JACK (SARCASTICALLY) "See, it's okay. He saw on the television".
Jack seethes during the conversation, barely containing his contempt for Wendy and Danny. He has just removed Danny from his regular life and schooling for 6 months so he can write a book and advance his own career. Later he will become THIS ANGRY at Wendy for simply suggesting they leave a hotel where they are alone and Danny has just been the victim of an attempted strangling.
Jack's unconscious harbors utopian desires for escape from repression, family responsibilities, and the constraints of polite behavior which induce the curtailment of urges. For example, in the HAUNTED BAR, Jack, who has promised to refrain from drinking and who clearly has money worries, is able to drink without paying. the double nature of the unconscious, as a site of both utopian and fearful desires, is signaled in the green bathroom fantasy, when a beautiful, naked woman Jack embraces suddenly turns into an ulcerous old hag. Descent into the unconscious permits a liberation from restraint, but it also is represented as a potentially dangerous pathway that unleashes repressed horrors - in this case, the fear of woman's sexuality.

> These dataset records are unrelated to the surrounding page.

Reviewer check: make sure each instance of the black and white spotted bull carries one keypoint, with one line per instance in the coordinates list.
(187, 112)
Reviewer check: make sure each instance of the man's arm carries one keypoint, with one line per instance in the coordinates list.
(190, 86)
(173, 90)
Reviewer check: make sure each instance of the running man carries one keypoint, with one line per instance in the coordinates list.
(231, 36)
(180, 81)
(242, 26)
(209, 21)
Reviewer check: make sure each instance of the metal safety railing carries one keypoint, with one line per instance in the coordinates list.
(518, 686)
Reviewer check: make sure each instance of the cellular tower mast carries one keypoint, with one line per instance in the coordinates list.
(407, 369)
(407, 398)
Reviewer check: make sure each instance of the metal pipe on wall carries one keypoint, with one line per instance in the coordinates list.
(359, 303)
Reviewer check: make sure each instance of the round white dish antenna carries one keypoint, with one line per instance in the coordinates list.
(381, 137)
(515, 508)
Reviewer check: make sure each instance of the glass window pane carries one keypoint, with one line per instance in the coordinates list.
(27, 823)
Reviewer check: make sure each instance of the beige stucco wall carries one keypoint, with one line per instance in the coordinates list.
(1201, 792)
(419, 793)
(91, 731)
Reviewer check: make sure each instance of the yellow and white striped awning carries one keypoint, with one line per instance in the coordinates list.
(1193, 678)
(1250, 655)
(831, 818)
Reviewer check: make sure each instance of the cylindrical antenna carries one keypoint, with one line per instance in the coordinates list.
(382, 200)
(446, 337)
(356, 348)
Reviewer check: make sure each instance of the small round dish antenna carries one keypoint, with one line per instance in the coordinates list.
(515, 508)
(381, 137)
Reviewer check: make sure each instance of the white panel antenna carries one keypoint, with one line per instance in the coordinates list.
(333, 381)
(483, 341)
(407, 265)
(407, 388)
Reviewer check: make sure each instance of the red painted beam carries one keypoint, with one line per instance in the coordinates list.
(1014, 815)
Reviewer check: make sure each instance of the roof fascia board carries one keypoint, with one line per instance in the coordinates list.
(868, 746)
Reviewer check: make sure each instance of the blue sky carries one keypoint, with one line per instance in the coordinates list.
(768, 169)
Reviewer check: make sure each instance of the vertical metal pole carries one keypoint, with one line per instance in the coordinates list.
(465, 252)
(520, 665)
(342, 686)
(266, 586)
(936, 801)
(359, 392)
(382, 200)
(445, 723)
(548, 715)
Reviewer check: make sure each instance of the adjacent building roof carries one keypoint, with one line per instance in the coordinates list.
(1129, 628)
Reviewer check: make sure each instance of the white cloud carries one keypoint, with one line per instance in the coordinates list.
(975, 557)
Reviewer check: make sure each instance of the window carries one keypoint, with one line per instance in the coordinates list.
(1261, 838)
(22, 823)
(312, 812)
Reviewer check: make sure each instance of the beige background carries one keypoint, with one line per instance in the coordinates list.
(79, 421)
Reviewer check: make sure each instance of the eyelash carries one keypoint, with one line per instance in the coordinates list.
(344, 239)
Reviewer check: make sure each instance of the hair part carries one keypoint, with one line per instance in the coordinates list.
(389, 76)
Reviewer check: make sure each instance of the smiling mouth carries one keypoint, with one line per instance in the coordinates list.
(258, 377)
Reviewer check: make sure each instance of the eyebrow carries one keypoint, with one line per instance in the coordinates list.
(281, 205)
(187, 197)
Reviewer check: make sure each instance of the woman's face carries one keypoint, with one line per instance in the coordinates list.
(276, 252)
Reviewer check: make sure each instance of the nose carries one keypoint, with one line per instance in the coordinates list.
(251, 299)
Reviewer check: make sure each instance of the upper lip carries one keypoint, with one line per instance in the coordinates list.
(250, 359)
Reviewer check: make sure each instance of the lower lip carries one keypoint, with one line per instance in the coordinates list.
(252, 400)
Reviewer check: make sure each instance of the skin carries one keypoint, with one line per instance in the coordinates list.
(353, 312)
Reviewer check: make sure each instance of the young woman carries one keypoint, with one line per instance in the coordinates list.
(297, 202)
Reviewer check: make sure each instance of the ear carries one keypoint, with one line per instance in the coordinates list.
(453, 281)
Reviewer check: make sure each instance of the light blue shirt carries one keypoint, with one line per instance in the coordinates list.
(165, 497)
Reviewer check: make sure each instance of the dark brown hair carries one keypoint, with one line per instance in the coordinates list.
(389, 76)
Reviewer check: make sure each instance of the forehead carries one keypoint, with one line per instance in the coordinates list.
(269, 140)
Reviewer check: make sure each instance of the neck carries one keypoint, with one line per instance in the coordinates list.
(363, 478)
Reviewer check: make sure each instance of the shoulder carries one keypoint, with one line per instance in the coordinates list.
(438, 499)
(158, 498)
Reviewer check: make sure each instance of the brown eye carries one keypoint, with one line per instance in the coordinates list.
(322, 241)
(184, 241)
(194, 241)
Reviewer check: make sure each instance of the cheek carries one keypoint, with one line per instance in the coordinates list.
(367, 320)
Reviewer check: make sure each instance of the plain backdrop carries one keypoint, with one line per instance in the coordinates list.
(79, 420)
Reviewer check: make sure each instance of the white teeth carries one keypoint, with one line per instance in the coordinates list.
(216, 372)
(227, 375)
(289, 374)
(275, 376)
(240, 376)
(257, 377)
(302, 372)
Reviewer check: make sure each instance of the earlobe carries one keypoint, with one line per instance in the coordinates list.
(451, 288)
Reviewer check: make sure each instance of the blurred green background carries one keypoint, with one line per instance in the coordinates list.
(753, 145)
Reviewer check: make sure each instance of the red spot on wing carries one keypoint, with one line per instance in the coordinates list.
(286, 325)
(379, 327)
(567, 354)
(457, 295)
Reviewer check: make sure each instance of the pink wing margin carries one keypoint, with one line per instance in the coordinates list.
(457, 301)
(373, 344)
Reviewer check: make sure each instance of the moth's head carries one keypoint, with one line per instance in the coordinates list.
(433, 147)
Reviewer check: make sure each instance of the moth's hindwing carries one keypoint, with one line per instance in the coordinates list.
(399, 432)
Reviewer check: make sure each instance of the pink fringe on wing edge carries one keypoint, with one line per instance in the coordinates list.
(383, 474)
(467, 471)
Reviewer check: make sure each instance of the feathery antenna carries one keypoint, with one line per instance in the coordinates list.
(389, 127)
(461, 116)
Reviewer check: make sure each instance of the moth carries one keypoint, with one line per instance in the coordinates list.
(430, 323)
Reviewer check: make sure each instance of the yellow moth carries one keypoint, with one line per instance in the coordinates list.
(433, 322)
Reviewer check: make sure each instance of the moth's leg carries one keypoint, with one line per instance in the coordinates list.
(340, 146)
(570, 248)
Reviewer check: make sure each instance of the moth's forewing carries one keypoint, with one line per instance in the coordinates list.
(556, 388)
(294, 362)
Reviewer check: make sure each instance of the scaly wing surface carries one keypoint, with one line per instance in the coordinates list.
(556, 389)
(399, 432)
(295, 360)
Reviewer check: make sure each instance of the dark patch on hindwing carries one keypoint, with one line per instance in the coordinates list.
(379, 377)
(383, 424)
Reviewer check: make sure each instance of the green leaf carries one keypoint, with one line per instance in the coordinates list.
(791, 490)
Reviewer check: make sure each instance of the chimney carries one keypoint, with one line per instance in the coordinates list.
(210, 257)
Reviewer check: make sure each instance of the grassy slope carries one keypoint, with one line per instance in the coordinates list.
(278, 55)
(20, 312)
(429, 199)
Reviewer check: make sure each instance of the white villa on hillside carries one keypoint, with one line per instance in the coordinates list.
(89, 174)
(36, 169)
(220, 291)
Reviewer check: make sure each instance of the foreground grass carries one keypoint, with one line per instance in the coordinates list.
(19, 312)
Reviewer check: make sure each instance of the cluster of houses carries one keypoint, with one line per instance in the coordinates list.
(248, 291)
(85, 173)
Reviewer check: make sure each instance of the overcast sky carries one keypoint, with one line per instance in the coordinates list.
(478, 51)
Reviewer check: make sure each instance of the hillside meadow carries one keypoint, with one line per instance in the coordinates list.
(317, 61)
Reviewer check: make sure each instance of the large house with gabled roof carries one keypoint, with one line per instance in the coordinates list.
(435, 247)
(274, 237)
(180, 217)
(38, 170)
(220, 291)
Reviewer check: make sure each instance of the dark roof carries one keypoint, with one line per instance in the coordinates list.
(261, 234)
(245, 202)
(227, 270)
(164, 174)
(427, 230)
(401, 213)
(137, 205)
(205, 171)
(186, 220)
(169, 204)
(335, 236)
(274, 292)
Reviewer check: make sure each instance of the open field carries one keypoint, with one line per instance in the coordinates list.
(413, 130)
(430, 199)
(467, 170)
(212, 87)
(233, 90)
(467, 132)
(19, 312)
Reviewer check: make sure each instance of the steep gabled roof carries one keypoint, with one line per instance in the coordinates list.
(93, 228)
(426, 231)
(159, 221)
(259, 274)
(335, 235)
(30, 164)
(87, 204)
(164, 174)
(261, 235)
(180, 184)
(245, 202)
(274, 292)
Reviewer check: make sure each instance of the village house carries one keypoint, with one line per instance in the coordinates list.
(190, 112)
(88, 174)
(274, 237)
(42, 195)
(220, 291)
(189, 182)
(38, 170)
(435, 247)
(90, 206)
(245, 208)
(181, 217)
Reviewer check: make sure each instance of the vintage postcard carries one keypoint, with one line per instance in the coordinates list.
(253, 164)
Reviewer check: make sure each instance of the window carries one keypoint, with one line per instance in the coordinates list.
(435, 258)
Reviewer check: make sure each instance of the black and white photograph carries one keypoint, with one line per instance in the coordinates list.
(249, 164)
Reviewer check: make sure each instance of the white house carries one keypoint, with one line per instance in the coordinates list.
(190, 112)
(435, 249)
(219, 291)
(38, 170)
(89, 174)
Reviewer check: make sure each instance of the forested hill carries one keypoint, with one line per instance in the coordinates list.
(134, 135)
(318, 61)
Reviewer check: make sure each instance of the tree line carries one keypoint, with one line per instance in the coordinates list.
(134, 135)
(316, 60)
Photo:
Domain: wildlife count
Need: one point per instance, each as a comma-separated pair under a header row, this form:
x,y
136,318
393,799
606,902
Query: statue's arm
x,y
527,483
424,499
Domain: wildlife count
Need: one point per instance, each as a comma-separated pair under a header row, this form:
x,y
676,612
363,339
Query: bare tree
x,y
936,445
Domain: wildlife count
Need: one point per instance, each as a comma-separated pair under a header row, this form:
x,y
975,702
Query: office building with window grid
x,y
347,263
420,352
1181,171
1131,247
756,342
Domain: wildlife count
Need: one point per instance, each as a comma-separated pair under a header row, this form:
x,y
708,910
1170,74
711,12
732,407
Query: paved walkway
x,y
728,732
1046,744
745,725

Danny says that he is hungry, which is followed by a conversation about cannibalism and THE DONNER PARTY. Very soon they will meet a CHEF and Wendy and Danny will be shown through an oversized industrial kitchen, fridge, and pantry - and in response to this tour Wendy will REFERENCE another tale of cannibilism. They will be reassured by him that 'they won't have to worry about food.' Later in the movie in two instances Wendy will bring Jack food, eggs and later a snack, before locking him in a pantry full of food (some of which he EATS). Once at the hotel only Jack (EGGS) and Danny (ICE CREAM) will be seen eating.